Image 2, les vapeurs du narcotique, de couleur verte (emblème de la renaissance dans la religion égyptienne), se répandent. Tintin, à quatre pattes comme un chien (c'est-à-dire régressant vers un stade antérieur), perçoit deux personnages. Le plus gros est sans doute le Pharaon qui va s'emparer de lui. plus en retrait, Anubis, le dieu-chacal, celui qui préside aux funérailles et à l'embaumement. Il tient un parapluie, objet polysémique qui condense une signification culturelle et une autre, individuelle : il évoque à la fois le crochet qu'Osiris porte lors du Jugement et l'instrument phallique du professeur Siclone. A gauche, Dupont fume un cigare, il porte un serpent "phallique" à son chapeau et une toge masculine. À droite, Dupond est davantage féminisé. Il allume le cigare de son collègue dans un geste de soumission ; s'il n'a pas d'attribut masculin, il porte par contre une toge de reine qui précise sa féminité. En retrait, Philémon Siclone vient redoubler l'image du père en apportant une boîte de cigares, symbole de puissance et de sexualité. Nous interprétons cette scène comme un substitut, acceptable par la censure, de la scène primitive ; les Dupondt roulent de gros yeux, comme les parents sévères des fantasmes enfantins ; leur regards menaçant s'adressent à Tintin, voyeur de la scène.

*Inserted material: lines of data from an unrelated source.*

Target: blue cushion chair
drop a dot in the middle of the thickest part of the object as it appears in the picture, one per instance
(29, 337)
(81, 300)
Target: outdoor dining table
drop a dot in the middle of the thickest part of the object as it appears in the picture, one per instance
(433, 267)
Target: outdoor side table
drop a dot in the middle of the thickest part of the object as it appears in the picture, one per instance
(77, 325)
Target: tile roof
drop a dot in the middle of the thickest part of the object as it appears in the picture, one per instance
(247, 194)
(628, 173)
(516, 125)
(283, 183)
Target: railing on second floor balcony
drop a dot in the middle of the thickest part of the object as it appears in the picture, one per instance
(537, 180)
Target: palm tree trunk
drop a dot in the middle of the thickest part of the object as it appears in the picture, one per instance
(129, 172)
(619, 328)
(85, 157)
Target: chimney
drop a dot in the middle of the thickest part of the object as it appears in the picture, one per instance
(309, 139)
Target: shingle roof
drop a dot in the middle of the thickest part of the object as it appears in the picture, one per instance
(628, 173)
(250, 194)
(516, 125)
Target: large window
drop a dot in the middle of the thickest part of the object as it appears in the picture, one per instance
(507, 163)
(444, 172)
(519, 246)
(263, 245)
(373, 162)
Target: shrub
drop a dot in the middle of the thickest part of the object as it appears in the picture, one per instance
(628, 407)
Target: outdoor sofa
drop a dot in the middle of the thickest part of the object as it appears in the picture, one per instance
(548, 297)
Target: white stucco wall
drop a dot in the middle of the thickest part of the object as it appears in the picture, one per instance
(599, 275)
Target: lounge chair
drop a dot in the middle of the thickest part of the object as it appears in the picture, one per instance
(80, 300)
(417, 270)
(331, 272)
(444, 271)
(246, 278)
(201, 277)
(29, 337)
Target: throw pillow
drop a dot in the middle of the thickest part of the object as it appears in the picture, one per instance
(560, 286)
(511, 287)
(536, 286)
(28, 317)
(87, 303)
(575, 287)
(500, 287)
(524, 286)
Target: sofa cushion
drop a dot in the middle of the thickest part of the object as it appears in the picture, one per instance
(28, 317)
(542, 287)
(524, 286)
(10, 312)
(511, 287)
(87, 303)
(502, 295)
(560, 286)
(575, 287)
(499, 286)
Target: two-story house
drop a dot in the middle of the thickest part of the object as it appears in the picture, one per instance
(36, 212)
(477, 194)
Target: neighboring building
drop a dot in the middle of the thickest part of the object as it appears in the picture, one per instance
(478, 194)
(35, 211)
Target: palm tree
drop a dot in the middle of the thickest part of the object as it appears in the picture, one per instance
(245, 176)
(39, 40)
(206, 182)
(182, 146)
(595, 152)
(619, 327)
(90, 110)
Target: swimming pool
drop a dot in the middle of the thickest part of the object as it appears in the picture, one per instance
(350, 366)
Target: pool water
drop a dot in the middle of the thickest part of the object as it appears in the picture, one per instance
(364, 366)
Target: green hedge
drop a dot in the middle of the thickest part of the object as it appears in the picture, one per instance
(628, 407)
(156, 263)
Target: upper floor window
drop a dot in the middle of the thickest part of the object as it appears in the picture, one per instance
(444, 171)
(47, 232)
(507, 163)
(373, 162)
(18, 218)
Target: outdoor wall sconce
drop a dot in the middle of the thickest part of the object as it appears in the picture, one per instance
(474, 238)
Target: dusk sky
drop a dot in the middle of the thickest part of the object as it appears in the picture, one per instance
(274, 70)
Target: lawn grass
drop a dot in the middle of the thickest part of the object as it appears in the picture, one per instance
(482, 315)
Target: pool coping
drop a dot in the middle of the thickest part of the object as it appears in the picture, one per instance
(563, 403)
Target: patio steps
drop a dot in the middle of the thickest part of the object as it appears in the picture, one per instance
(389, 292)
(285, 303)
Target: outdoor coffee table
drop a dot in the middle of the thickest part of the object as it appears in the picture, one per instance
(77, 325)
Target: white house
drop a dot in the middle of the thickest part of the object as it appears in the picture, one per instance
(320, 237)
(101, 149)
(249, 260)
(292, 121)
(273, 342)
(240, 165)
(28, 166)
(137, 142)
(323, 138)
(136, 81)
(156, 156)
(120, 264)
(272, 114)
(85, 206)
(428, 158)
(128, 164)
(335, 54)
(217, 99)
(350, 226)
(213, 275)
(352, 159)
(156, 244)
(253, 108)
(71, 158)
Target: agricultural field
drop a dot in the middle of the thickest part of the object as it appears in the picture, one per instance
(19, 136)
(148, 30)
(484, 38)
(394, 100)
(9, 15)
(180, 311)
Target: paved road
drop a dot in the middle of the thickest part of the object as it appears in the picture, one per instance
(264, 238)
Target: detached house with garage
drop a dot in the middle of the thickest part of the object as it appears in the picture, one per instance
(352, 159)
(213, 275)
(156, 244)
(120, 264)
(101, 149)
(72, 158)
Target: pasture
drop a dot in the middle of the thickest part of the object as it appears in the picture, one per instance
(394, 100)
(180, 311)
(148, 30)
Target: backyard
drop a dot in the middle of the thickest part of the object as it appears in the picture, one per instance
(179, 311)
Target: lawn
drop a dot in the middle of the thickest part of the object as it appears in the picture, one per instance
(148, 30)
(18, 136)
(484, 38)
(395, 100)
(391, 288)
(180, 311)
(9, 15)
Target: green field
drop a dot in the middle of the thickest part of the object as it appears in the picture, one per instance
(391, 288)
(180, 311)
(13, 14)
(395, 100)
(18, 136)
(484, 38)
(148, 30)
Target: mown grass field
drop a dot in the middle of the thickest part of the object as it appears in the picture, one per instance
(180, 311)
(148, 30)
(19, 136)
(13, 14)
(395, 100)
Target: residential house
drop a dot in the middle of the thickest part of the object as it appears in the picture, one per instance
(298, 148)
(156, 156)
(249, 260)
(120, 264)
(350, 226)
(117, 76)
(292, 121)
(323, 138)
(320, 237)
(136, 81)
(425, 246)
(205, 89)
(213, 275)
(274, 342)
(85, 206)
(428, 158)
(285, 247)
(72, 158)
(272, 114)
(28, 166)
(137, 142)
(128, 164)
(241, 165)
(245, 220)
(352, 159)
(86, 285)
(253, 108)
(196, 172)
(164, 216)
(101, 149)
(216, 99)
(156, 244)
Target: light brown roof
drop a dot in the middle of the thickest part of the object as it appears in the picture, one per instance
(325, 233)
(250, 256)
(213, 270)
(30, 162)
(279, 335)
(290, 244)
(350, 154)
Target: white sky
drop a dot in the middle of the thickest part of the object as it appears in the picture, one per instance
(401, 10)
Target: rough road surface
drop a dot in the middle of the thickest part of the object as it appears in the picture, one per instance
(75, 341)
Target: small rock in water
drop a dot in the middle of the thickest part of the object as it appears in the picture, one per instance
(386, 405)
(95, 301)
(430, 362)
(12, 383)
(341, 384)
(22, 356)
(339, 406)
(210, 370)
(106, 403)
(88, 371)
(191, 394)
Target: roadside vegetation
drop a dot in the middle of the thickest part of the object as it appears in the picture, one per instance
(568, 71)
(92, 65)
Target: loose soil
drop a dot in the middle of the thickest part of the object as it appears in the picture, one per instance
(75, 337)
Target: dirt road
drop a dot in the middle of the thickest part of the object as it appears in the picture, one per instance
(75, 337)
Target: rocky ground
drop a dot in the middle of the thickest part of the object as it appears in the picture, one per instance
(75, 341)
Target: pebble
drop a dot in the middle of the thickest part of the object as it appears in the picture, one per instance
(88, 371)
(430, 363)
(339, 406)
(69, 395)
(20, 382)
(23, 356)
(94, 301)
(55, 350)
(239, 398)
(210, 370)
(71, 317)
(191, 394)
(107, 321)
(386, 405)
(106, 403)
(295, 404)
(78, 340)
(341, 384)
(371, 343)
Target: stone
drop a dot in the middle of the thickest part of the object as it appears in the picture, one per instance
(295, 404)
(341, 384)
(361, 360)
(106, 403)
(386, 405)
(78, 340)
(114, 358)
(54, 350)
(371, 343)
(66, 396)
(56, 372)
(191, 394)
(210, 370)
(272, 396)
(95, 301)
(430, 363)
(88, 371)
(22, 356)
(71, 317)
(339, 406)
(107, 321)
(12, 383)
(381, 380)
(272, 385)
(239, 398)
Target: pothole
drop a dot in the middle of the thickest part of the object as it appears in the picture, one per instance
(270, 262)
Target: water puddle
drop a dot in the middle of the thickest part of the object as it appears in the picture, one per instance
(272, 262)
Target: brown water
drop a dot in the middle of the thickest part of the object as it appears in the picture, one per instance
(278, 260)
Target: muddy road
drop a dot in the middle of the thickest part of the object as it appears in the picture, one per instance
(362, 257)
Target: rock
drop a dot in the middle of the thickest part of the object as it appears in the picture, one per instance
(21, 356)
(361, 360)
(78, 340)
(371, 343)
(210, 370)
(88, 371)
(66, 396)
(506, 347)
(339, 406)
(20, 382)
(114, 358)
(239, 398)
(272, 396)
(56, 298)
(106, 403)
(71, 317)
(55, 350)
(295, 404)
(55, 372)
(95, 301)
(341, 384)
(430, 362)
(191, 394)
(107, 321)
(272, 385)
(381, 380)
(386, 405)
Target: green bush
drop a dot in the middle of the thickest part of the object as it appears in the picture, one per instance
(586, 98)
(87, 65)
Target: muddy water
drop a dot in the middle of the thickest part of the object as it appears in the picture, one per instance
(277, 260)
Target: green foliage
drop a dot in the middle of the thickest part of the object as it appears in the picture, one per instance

Image 4, le voyeurisme du héros entraîne immédiatement sa punition ; le jugement est rendu, on exécute la sentence. Une boîte de cigares flotte au-dessus de la scène comme un rappel de la Loi. Nous distinguons dans cette image deux scènes condensées, celle de gauche étant antérieure à celle de droite. Tintin y est d'abord porté par deux êtres qui le descendent dans son tombeau. L'un des deux porteurs est Rastapopoulos, vêtu à l'égyptienne, l'autre est un réinterprétation "tintinienne" du dieu Anubis puisque la tête de chacal est remplacée par celle de Milou. Ici, le compagnon du héros est devenu son juge car il roule de gros yeux comme les autres personnages. L'équilibre des forces est renversé, l'animal domine l'homme, tout en ayant conservé ses caractéristiques humaines. La première version de l'album indique clairement où Tintin est descendu, dans la mer, dont la couleur verte est semblable à celle de la fumée du narcotique. La seconde partie de la scène redouble la première en la précisant. Le Père condamne le héros à revenir à l'origine, à la Mère. On aperçoit Tintin, redevenu bébé, hurlant d'angoisse dans un sarcophage-berceau. Les bandelettes de la momie sont devenues des langes qui emmaillottent le nourrisson. A son chevet, un Siclone redoutable l'observe plutôt qu'il ne le berce, et il ne simule pas sa satisfaction de tenir le Fils à sa merci."